Un comité de solidaridad rechazó la felicitación enviada por el presidente Luis Abinader a Abelardo de la Espriella, al considerar que se adelantó a un resultado que todavía dependía del escrutinio en Colombia y que eso desconoce la institucionalidad del país vecino.
La reacción sitúa el gesto del mandatario dominicano en un terreno de escrutinio político y diplomático: más allá de la cortesía entre dirigentes, se reclama prudencia y respeto al proceso electoral colombiano hasta que la autoridad competente concluya el conteo y emita un resultado definitivo.
El comité sostuvo que referirse a De la Espriella como “presidente electo” antes de cerrar la fase de escrutinio vulnera el derecho de Colombia a decidir sin injerencias externas. En ese sentido, pidió a Abinader ceñirse a la institucionalidad y evitar pronunciamientos que puedan interpretarse como una validación prematura.

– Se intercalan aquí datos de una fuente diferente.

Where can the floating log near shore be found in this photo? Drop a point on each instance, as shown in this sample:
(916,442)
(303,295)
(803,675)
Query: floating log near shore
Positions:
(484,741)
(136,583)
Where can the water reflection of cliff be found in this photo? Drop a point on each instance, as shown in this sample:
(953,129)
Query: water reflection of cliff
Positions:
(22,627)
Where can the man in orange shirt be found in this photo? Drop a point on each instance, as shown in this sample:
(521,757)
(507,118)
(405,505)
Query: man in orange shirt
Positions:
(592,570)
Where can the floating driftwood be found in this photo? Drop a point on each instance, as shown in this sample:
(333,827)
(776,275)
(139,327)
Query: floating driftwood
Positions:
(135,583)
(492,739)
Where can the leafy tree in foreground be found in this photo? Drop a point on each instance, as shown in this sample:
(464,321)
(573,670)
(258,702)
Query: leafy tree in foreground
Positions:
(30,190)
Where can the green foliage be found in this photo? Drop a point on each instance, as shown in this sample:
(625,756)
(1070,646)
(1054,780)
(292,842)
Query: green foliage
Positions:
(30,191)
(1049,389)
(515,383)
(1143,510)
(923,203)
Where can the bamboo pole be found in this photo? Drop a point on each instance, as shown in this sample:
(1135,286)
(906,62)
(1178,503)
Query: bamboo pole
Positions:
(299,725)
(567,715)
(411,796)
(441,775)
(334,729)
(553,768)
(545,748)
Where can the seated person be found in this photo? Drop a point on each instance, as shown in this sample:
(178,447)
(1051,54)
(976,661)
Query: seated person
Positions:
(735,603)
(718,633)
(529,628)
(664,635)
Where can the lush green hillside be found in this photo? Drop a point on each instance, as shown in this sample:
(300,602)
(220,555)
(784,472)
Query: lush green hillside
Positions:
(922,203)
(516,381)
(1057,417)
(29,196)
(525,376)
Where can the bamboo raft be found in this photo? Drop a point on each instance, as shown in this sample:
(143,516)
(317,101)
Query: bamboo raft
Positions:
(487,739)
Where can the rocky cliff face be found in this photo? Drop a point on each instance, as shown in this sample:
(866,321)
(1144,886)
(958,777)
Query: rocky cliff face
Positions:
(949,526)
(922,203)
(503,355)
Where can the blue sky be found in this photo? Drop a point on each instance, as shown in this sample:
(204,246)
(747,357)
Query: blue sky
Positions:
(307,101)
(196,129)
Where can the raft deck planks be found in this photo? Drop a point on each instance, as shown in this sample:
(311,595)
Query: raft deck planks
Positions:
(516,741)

La controversia ocurre en un contexto en el que los anuncios y gestos oficiales no solo tienen valor simbólico, sino también consecuencias políticas. Por eso, la exigencia pública no se limita a la forma del mensaje: también apunta a la responsabilidad de un jefe de Estado de actuar con respeto a los procedimientos, la transparencia y la soberanía de otros países.
Hasta el momento, la pieza no aporta una respuesta adicional del Gobierno dominicano ni de la presidencia colombiana. La discusión queda centrada en la pertinencia del mensaje y en el reclamo de que cualquier reconocimiento se haga cuando exista un resultado formalmente establecido.